In 1789, there were still few conveniences of life in the Neck, or elsewhere in the country. All cloth was woven by hand. Most of the farm implements were made of wood. Wheat was cut with a scythe, raked with a wooden rake and beaten out with sticks or "trodden out" by oxen.

There were as yet no matches with which to make a fire. Flint and tinder box were used instead and live coals were kept as a basis for the next day's fire. Wood was the chief fuel and candles were used for light.

Bananas and oranges were rarely seen in the Northern Neck then, for sailboats were too slow to bring these fruits any distance in good condition. Communication was slow. By 1790 there were fifteen post-offices in Virginia. The postal service was crude. Mails were carried by post-riders and stages.

People of the Northern Neck lived comfortably but the great prosperity was gone, and although eventually it was recovered in part, the pattern of living was never on such a grand scale again as it was before the Revolution. The large estates were broken up by division or sale. New families took the places of the old. Many of the old names passed into oblivion. The old order of social aristocracy declined, but the people still clung to their old customs, traditions and family life.

MANTUA

"Chicacony" was selected as a townsite by the Burgesses some time after John Mottrom and his friends had settled there. Mottrom had built a wharf and a warehouse at Coan and he had plans for a "Brew-House." If he had lived, the town might have matured. But Colonel Mottrom died and the plans for a town seem to have been abandoned.

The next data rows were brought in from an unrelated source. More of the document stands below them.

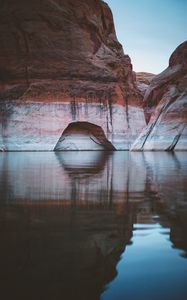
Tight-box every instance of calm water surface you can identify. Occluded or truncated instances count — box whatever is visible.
[0,151,187,300]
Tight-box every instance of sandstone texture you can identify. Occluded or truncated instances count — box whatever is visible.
[132,41,187,150]
[0,0,145,151]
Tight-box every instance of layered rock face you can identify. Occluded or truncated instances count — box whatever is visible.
[0,0,145,151]
[132,41,187,150]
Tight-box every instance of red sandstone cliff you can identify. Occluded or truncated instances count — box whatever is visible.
[0,0,145,150]
[0,0,138,103]
[132,41,187,150]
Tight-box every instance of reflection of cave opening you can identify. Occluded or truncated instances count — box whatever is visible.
[54,122,116,151]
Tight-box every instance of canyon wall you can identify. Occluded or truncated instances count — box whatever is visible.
[132,41,187,151]
[0,0,145,151]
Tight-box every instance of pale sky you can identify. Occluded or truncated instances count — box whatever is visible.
[105,0,187,74]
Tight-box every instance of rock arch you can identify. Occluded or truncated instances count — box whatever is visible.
[54,121,116,151]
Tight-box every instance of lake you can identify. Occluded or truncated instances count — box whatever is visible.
[0,151,187,300]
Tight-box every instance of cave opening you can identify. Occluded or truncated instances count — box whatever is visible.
[54,121,116,151]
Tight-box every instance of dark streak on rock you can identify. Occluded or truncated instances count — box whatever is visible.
[166,134,181,151]
[70,99,76,120]
[108,97,113,129]
[166,124,186,151]
[125,94,130,129]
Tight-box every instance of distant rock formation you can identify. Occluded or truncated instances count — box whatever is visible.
[132,41,187,151]
[0,0,145,151]
[136,72,155,96]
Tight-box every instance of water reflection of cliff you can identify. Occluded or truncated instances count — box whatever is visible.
[0,151,187,299]
[0,151,149,203]
[0,202,133,300]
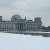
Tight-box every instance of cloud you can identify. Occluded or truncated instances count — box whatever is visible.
[0,0,49,26]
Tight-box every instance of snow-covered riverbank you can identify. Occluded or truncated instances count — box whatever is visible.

Plantation life did not encourage the growth of towns.

The Coan Hall property passed on to the descendants of John Mottrom. Coan Hall and the other early homes in the vicinity either burned or fell into ruins. Toward the close of the eighteenth century, when the Coan Hall property went out of the Mottrom family, there appears to have been few traces left of the once thriving settlement at Coan.

James Smith, a wealthy Baltimore merchant and shipowner, purchased a portion of the Coan Hall estate from a Mottrom heir and erected a brick mansion on a slope there, about 1785. He called his new home Mantua.

Mantua was built along the traditional lines of a Virginia house—a central hall, two rooms on each side and large end chimneys. From the outside it appeared to have three stories but there were really six floor levels. Later, identical wings were added on each side by Smith's sons. Still later, Smith's grandson added an imposing front portico. Before this addition coaches were driven, tradition says, right up to the front steps and ladies could step from coach to marble steps without soiling their dainty slippers. The conveyance could then continue around to the stables on the west side, or follow the driveway on to Coan Stage Road, which ran back of the plantation.

The marble steps, marble window-sills and paneled inside blinds were handsome details of Mantua which may have been the outcome of Smith's residence in Baltimore. Originally he was a native of County Derry, Ireland.